中学課程以降の学習の基本となるのは「数学的な考え方」です。

「算数」はその準備段階としての教科なので、当然「数学的な考え方」を直接的には教えていません。

一方「中学受験」隆盛の流れから、いかに篩にかけるかということで、入試問題においては“こねくり回した”ような内容にならざるを得なくなってきているのも当然の成り行きでしょう。

それに対応するために存在するのが、様々な知恵を習得し使えるようにする“受験算数”です。

いわば、
「基本を身につける前に知恵を学んでいる」
訳で、歪みが生じているような状態なのです。


とはいえ、様々な論理を理解することに長けた早熟なこどもにとっては、割り切って考えることができるので問題とはなりません。

しかし、発達途上にあるにもかかわらず、様々な事情から
“トップレベル中学合格の使命”
を課せられたこどもはどうなるでしょうか。

“合格実績がほしい進学塾”側の対応とも相まって、
「対処法をパターン化して覚える」
などして、とにかく得点だけはできるように、
“本筋ではない虚しい努力”
を重ねることでしょう…。

そして中学入学後、その対処法が身についてしまったが故に切り換えができないでいると、“知恵”どころか「数学的な考え方」を学んでいく上での“障害”とさえなってしまうのです…。
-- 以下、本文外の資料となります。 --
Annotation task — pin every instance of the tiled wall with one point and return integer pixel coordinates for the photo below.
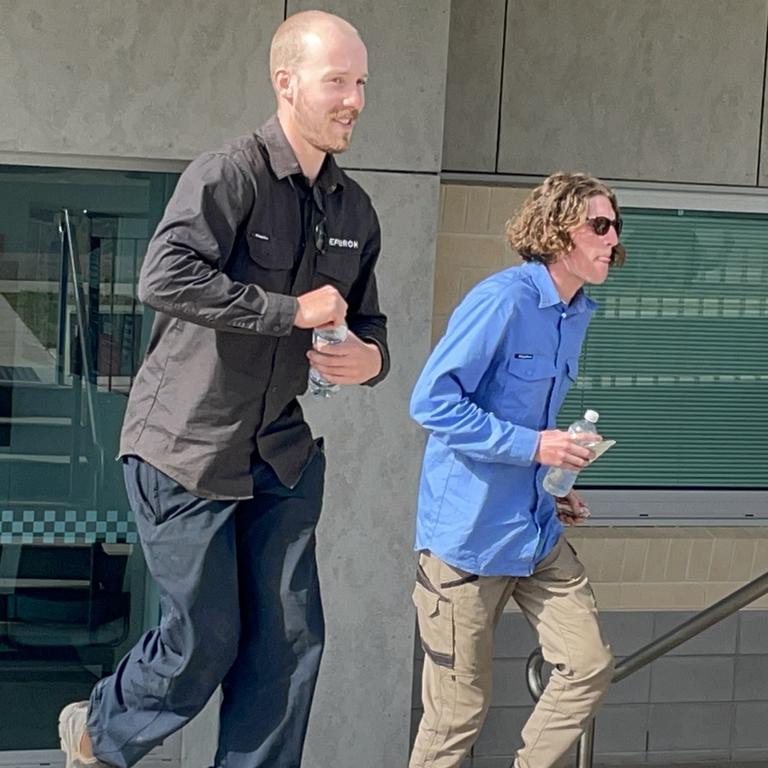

“受験算数”以外の教科については、中学受験勉強の際の知識が中学以降もそのまま活かせるので、その側面も考慮する必要はあるでしょう。

しかし、「受験算数」だけは、こどもの発達度合いに応じて、どうしても“向き不向き”が存在してしまうのです…。

「受験算数」にどうしても馴染めない場合は、中学受験することの是非を再考してみるべきだと思います。

それでもなお、
「受験算数だけクリアすれば志望校合格が可能になるのだが…」
というのであれば、中学入学以降に適切な
“「受験算数」脱却リハビリ”
をお子さんに施してあげましょう。



参照→“受験算数”だけが苦手なお子さんへの注意点
https://mcafejr.hatenablog.com/entry/2020/09/28/143103



※冒頭の問題を小学生は、
「速さの比=距離の比」
を用いて、
「1500歩」
と解いてしまいます。

ここにもし、
「速さの比は時間の逆比」
などを考慮する条件設定が加わってくると、受験算数が苦手なこどもはお手上げ状態になるでしょう…。


ご存知のように、小学生は基本的に
「方程式を立てて解く」
という概念で問題に対処しませんね。

ですから、条件設定が複雑になってくると、
「比をアクロバティックに用いる」
ことで対処するしか解く術を持たない訳です。

もっとも、その方が楽に解ける場合は、中学以降においても大いに活用してほしい手法ではあります。

しかし、与条件が複雑化すればするほど、まずは
「方程式(or不等式)を立てる」
ことからスタートすることが大切になってくるのです。